Damit Sie Ihr angestrebtes Ziel, die Wiedererlangung der größtmöglichen Selbstständigkeit bzw. Lebensqualität, erreichen, stehen wir Ihnen als Pflegeteam mit all unserem fachlichen Wissen und unserer Empathie zur Seite. Unser Handeln ist darauf ausgerichtet, unsere hohe pflegerische Qualität ständig weiterzuentwickeln. Unser Teamgeist lebt von gegenseitiger Motivation und Unterstützung.

Pflegeleistungen

Im 24-Stunden-Pflegealltag wenden wir das Selbstpflege-Modell nach Dorothea Orem an. Dieses ist eng mit der Pflegediagnostik nach der NANDA International Klassifikation verbunden. Zentraler Bestandteil unserer qualitativ hochwertigen Pflege ist der Pflegeprozess, basierend auf wissenschaftlichen Erkenntnissen und praktischer Erfahrung.

Um Ihre veränderte Lebenssituation nach dem stationären Aufenthalt bewältigen zu können, unterstützen wir Sie und Ihre Angehörigen im multiprofessionellen Team während Ihrer Zeit im NTK mit bedarfsgerechter Information, Beratung und Schulung.

 

 

Modell und Pflegeprozess

Ein Pflegemodell stellt einen theoretischen Bezugsrahmen für die Pflegepraxis dar.

Die Amerikanerin Dorothea E. Orem absolvierte in den frühen 1930er Jahren eine Krankenpflegeschule in Washington, D.C. Nach jahrelanger Berufspraxis, zwei akademischen Abschlüssen und etlichen Publikationen zum Thema Pflege erstellte sie in den 1980er Jahren ihr Pflegemodell.

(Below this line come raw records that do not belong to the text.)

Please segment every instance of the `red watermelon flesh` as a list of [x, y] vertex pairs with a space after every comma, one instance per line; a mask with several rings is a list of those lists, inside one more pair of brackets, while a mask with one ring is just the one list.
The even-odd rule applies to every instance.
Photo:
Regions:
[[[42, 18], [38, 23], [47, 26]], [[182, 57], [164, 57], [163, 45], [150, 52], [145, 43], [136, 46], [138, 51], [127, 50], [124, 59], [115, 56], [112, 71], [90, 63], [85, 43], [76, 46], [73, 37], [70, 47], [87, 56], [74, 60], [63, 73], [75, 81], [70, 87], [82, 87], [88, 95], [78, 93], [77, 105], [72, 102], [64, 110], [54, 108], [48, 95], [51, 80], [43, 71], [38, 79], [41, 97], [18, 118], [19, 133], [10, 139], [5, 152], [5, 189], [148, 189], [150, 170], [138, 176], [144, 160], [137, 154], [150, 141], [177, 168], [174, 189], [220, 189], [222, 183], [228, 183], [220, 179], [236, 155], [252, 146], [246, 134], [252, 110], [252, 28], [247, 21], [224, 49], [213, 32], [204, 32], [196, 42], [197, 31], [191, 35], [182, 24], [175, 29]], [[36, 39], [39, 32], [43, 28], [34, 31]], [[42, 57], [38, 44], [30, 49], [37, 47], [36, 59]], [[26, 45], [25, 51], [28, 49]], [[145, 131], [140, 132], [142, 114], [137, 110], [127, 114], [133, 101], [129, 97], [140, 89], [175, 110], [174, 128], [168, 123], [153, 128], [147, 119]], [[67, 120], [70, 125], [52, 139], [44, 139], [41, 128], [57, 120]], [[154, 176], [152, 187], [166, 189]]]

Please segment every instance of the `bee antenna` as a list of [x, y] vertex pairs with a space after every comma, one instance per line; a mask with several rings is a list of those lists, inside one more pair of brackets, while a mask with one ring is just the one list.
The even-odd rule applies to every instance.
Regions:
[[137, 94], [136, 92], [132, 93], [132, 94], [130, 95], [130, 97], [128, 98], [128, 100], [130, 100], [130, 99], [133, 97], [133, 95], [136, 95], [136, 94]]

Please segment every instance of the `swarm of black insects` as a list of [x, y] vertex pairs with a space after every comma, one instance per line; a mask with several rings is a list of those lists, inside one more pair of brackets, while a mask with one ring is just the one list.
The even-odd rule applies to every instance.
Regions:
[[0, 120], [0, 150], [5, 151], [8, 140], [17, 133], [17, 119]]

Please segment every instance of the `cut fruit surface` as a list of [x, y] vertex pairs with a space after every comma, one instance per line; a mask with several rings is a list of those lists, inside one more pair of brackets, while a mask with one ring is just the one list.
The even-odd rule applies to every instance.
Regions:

OREM sieht den Menschen als ein vollständiges, funktionstüchtiges Ganzes mit einer starken Eigenmotivation, für sich selbst zu sorgen.

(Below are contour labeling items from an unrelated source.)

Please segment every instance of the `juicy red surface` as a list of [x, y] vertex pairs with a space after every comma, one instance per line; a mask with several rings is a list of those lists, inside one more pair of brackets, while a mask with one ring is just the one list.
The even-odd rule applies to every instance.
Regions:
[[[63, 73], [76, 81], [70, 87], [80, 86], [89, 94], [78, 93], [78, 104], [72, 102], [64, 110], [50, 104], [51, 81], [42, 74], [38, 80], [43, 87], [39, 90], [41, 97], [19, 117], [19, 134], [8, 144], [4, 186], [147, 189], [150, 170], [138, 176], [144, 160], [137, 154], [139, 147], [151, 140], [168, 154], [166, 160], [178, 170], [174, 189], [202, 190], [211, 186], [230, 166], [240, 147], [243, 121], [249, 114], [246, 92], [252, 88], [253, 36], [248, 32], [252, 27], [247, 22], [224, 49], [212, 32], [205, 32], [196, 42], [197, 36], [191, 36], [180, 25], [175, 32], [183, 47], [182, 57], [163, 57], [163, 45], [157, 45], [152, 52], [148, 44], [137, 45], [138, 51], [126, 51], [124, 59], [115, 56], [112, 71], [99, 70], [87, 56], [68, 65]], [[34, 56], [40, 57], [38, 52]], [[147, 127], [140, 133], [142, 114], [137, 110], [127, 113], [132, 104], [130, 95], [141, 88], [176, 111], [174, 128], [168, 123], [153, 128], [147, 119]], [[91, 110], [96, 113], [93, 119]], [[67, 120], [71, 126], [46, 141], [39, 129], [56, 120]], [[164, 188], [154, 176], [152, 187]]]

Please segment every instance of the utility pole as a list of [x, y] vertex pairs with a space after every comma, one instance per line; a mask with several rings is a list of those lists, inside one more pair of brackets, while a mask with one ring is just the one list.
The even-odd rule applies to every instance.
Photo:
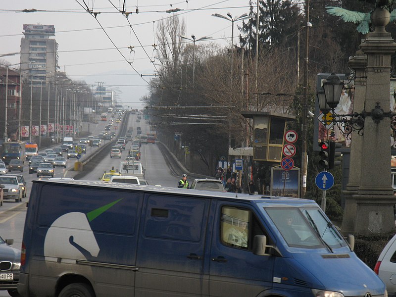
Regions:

Das Menschenbild, das Orems Modell zugrunde liegt, geht davon aus, dass ein gesunder Mensch

  • sich selbst pflegt,
  • weiß, wann er Hilfe benötigt,
  • sich um adäquate Hilfe bemüht und diese Informationen verstehen kann, wenn er sie erhält
  • und entsprechend den Informationen handelt.

Es handelt sich um ein ressourcenorientiertes Modell, da professionelle Pflege lt. OREM erst dann einsetzt, wenn die Ressourcen des Menschen nicht ausreichen, seine Selbstpflegedefizite zu kompensieren.

Um diese Selbstfürsorgedefizite zu kompensieren, werden folgende Pflegesysteme angewandt:

  • vollständig kompensatorisch (keine Selbstfürsorge vorhanden)
  • teilweise kompensatorisch (kann einige, aber nicht alle Selbstfürsorge-Erfordernisse durchführen)
  • unterstützend - erziehend (braucht nur Unterstützung)

Bei der Pflegeklassifikation NANDA International handelt es sich um Beschreibungen der Pflegesituation. Die Organisation NANDA International (NANDA-I) macht es sich seit rund 40 Jahren zur Aufgabe, eine standardisierte Taxonomie (Einteilung) basierend auf Pflegediagnosen weltweit zur Verfügung zu stellen.

Mit Pflegediagnosen werden pflegebegründende Aspekte, die sowohl körperliche, seelische als auch soziale Bezüge haben können, beschrieben bzw. bewertet. Pflegerische Diagnostik ist ein Bestandteil des Pflegeprozesses, sie unterscheidet sich von der ärztlichen Diagnosefindung. Im Sinne einer gemeinsamen Pflegefachsprache sollen international einheitliche typische Pflegephänomene definiert werden, die pflegerisch erkennbar, benennbar und behandelbar sind.

Jede Pflegediagnose besteht aus einem Titel, einer Definition, bestimmten Merkmalen bzw. Ursachen oder Risikofaktoren und aus den beeinflussenden Faktoren bzw. Kennzeichen. 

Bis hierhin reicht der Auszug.